The foreign teacher Wilson was a middle-aged white man who’d show up to class in rock band T-shirts and dirty, rumpled blue jeans, flip flops. In addition to the man’s slovenly attire, his appearance was also suspect. He had a hulking potato of a nose, fleshy bags under his electric-blue eyes, and a receding hairline of scruffy, dandruffy, salt and pepper hair. He was thick in the waist, too, with a floppy beer belly hanging over his belt, protruding so far that if he were a female, he’d probably be mistaken as pregnant.
The foreigner often smelled of liquor and did nothing in the class except sit in a chair at the front of the room, playing children’s games with the college students. Pin the Tail on the Donkey. Duck Duck Goose. Simon Says. His most earnest attempt at teaching would be to write a word on the blackboard, in a childish scrawl, often misspelling words, then attempting to have a conversation with the class, about the word, the stupid slob sitting down and asking, “So do you guys like barbaque?”
Worse yet, most of Lijian’s classmates were girls, and for some unexplainable reason, the girls LOVED their foreign teacher.

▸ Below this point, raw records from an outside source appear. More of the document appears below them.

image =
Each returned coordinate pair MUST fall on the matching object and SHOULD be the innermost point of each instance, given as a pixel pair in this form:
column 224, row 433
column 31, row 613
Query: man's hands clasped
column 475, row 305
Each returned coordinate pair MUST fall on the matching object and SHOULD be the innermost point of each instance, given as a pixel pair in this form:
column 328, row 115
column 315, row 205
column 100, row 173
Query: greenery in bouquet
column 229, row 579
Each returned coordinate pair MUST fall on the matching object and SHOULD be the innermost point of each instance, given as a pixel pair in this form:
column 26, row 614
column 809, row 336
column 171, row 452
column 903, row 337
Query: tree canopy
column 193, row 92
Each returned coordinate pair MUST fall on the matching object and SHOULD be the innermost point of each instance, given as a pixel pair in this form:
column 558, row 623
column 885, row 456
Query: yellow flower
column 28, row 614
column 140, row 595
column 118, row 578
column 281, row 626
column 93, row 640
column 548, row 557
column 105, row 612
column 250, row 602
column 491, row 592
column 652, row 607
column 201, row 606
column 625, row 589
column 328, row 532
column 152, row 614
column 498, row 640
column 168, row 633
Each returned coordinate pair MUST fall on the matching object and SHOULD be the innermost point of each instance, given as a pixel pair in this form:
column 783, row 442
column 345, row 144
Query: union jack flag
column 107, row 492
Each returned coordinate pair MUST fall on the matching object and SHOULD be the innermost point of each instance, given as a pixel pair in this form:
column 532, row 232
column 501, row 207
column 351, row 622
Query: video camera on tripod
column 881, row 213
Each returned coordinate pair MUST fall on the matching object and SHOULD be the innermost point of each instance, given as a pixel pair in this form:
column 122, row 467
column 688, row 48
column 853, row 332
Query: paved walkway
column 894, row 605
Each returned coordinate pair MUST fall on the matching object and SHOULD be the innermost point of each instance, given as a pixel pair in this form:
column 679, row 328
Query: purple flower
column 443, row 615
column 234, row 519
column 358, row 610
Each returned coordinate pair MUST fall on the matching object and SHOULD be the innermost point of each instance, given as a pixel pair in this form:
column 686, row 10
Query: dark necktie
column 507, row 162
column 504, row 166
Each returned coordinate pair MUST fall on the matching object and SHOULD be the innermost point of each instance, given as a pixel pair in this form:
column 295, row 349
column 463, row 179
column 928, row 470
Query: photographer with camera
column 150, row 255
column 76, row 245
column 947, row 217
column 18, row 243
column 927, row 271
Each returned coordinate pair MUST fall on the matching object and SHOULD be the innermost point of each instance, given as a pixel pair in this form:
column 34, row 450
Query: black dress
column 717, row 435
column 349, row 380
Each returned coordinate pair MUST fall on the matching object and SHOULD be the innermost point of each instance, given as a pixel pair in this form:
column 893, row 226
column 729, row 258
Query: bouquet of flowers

They’d laugh hysterically at everything the teacher said, as if he were a comedian. They’d even smile and snap silly selfies with him. It all made Lijian sick. Sick! Did the girls need new glasses? Did they not see what a dog’s fart, what a scoundrel the man was? What was he even doing in China, teaching Oral English? Why wasn’t he back in HIS country?
Everything about the class made Lijian’s blood boil, had him hot with resentment. He’d rather skip the class altogether, do something more useful with his time, like studying Xi Jinping Thought or Marxism. But he knew the college monitored attendance, and he couldn’t risk losing any morality points. He couldn’t and wouldn’t risk anything that might imperil his future party application.